Стараясь держаться твердо, Уклейкин вошел в канцелярию. Делопроизводитель пил чай и читал «Губернские ведомости».

– Ну, что тебе нужно?..

– Так что вникните, ваше благородие… Такое мое положение… Подлец этот… Синица…

– Какой еще там Синица?

– Жилец мой, подлец… Спутался, стало быть, с моей законной супругой… и вот…

– А-а.

Идя в участок, Уклейкин думал, что скажет убедительно, так все выяснит, что все поймут великую обиду. Но когда начал говорить, увидел, что делопроизводитель прихлебывает чай и смотрит на него сморщившись, и даже слова, которые он произносил сам, стараясь высказать в них тяготу душевную, были самые простые: ничего особенного, потрясающего не было в них.

– Ну, спутался. Дальше?

– Ну, и… избил меня… вот присмотрите… все это вот место… и сюда… и под сердце… и…

– Ну, что же?.. Ну, избил… ну?.. Обокрал, что ли?

– Этого, конешно, не было… только что… Ваше благородие! Да вы вникните!.. Измытарил он, подлец… с квартиры не сходит, а сидит как идол… Где ж это видано!.. Да я его сам тогда…

– Ну, и что же?.. Комаров! Чаю дай.

– И управы никакой… Ведь это прямо…

– Ты не ругайся, здесь не…

– Явите божескую… Ведь это что же такое… самоуправление?.. Ваше бла…

– Дурак ты, и больше ничего… Мы тут ни при чем… Как ты, пьяный, и смеешь…

– Я, ваше благородие, ничего не смею… Махонький я человек, ваше благородие… Но ежели я могу понимать… Обидно ведь… С квартиры, моей местожительствы, не сходит…

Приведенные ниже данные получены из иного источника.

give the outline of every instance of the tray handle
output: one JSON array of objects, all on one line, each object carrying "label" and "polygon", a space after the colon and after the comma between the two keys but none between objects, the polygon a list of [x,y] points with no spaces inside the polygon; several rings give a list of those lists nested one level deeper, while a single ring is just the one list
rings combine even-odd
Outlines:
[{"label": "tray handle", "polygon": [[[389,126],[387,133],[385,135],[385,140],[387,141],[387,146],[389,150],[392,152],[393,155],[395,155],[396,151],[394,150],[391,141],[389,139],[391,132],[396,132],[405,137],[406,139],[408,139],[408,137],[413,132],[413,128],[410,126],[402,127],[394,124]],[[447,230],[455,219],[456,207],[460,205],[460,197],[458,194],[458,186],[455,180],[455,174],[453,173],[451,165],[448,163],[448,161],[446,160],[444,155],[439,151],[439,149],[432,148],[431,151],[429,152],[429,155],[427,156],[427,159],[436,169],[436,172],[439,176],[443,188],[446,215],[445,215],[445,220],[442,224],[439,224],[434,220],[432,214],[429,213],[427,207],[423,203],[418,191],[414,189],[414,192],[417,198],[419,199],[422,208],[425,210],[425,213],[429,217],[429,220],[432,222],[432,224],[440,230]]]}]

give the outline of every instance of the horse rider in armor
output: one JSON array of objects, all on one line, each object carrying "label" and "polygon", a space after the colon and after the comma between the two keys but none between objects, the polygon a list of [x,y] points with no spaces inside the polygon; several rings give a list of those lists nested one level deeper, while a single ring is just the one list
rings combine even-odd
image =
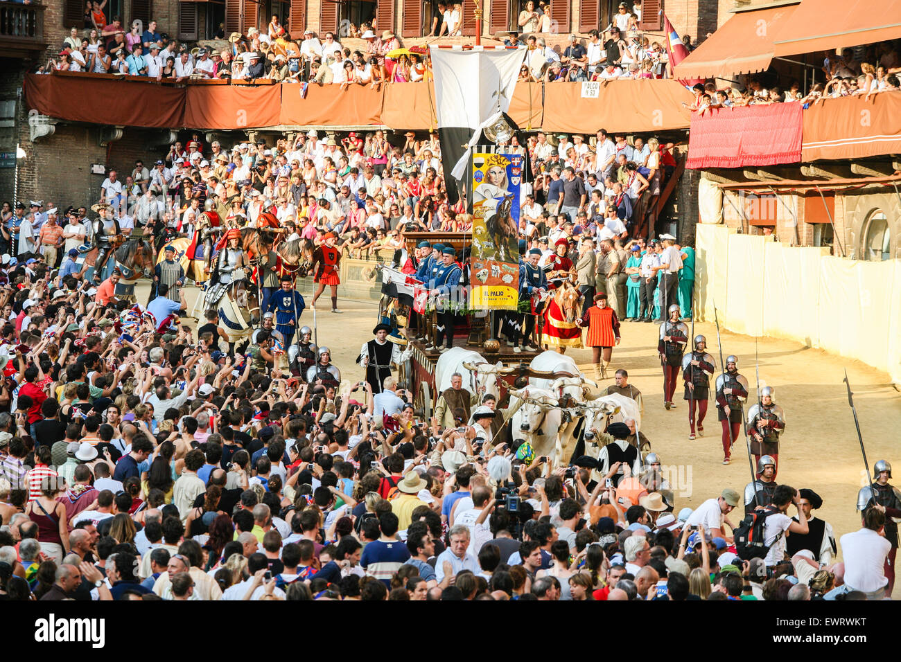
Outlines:
[{"label": "horse rider in armor", "polygon": [[778,487],[775,481],[776,460],[764,455],[757,460],[757,479],[744,486],[744,514],[757,508],[766,508],[773,501]]},{"label": "horse rider in armor", "polygon": [[738,374],[738,357],[726,357],[726,371],[718,375],[716,381],[716,411],[723,426],[723,464],[732,458],[732,445],[742,431],[744,421],[744,403],[748,399],[748,380]]},{"label": "horse rider in armor", "polygon": [[306,382],[319,382],[326,388],[341,384],[341,370],[332,365],[332,351],[327,347],[321,347],[316,352],[316,364],[306,371]]},{"label": "horse rider in armor", "polygon": [[219,251],[216,268],[206,292],[206,303],[216,304],[225,293],[225,289],[235,280],[247,277],[247,257],[241,248],[241,231],[232,228],[223,237],[225,245]]},{"label": "horse rider in armor", "polygon": [[890,597],[895,587],[895,557],[898,551],[898,525],[896,520],[901,518],[901,490],[888,484],[892,477],[892,466],[884,459],[873,465],[873,483],[869,487],[861,487],[857,494],[857,509],[861,512],[868,508],[877,508],[886,515],[883,529],[886,540],[892,544],[891,551],[886,557],[883,568],[888,584],[886,585],[886,597]]},{"label": "horse rider in armor", "polygon": [[204,273],[209,274],[212,270],[213,247],[219,242],[220,234],[223,231],[222,220],[215,211],[215,203],[207,200],[204,203],[204,213],[197,218],[194,228],[194,253],[188,257],[196,259],[197,257],[196,247],[204,247]]},{"label": "horse rider in armor", "polygon": [[773,402],[772,386],[760,389],[760,402],[748,410],[748,434],[751,436],[751,452],[755,458],[772,456],[776,460],[773,476],[779,469],[779,435],[786,429],[782,407]]},{"label": "horse rider in armor", "polygon": [[[672,314],[672,313],[670,313]],[[710,399],[710,377],[716,362],[705,350],[707,339],[695,336],[695,349],[682,358],[682,378],[685,379],[685,399],[688,401],[688,439],[695,439],[695,409],[697,408],[697,433],[704,436],[704,417],[707,414]]]},{"label": "horse rider in armor", "polygon": [[669,306],[669,319],[660,324],[660,340],[657,343],[657,353],[663,366],[663,406],[667,410],[676,406],[672,402],[676,377],[688,344],[688,327],[678,320],[678,304]]},{"label": "horse rider in armor", "polygon": [[112,215],[106,215],[109,209],[106,203],[95,204],[91,209],[99,214],[91,222],[91,235],[94,237],[95,246],[97,247],[97,258],[94,261],[94,282],[99,283],[103,280],[104,268],[115,249],[115,242],[120,239],[121,231],[119,222]]}]

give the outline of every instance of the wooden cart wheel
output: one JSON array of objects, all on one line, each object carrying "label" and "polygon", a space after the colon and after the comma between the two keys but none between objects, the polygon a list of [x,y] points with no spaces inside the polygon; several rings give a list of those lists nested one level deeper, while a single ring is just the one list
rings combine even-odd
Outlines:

– К судье, к судье… – замахал рукой делопроизводитель.

– Это дело нас не…

– Ваше благородие!.. дозвольте с полицейским снять… взять его, подлеца… Он меня…

– Пшел вон!.. Комаров!..

– Дозвольте, ваше благородие, объяснить… я не пьян… я ни-ни… Вот здесь сам государь импиратор… при нем… Вы приникните… Я выборы делал… я хочь махонький человек… Обидно… За что ж это, а? а?.. Он бабу мою… с ней такое дело…

– Комаров, возьми его!

Уклейкин выдернул руку и подбежал к делопроизводителю.

– Ваше благородие!.. Да где же правда-то?! Да что ж, самому мне его, резаком?.. резаком его, сво…

– Бери, бери его!..

– Пес я, что ль?.. Ваше благоро…

– Ну, иди, иди… Живо!..

Комаров тянул его за руку и повертывал.

– Ваше благородие!.. Мне господину приставу… слово… Ваше благ…

Комаров уже толкал его в спину, нес сзади свое большое тело и теснил грудью.

– Я жаловаться буду!.. Господину губернатору… К архирею пойду… Ни суда, ни закона… А?! Что ж… теперь!.. По моему делу, по семейному… Всякий подлец…

– Ты не рассыпайся, а то за решетку вправлю… Бьют тебя?.. бьют?..

– Ваше благородие… Вникните в семейн…

Его голос перешел в высокий, надтреснутый альт и оборвался, потерялся во всхлипываньях.

– Сказано, ничего тебе у нас не выходит… – сказал городовой, подводя Уклейкина к выходу. – Ну и ступай.

И дверь захлопнулась. Но Уклейкин сделал еще попытку. Он отворил дверь, высунул голову и крикнул:

– Ваше благородие!..

– Так ты ешшо!.. просунь только, – прямо за решетку всажу!.. Сунься вот!..

XXIV

Домой он не пошел, чего-то опасаясь. Что-то сдерживало его. Да и зачем бы он пошел теперь? Показать свою беспомощность? Признать победу насилия, при всей своей правоте?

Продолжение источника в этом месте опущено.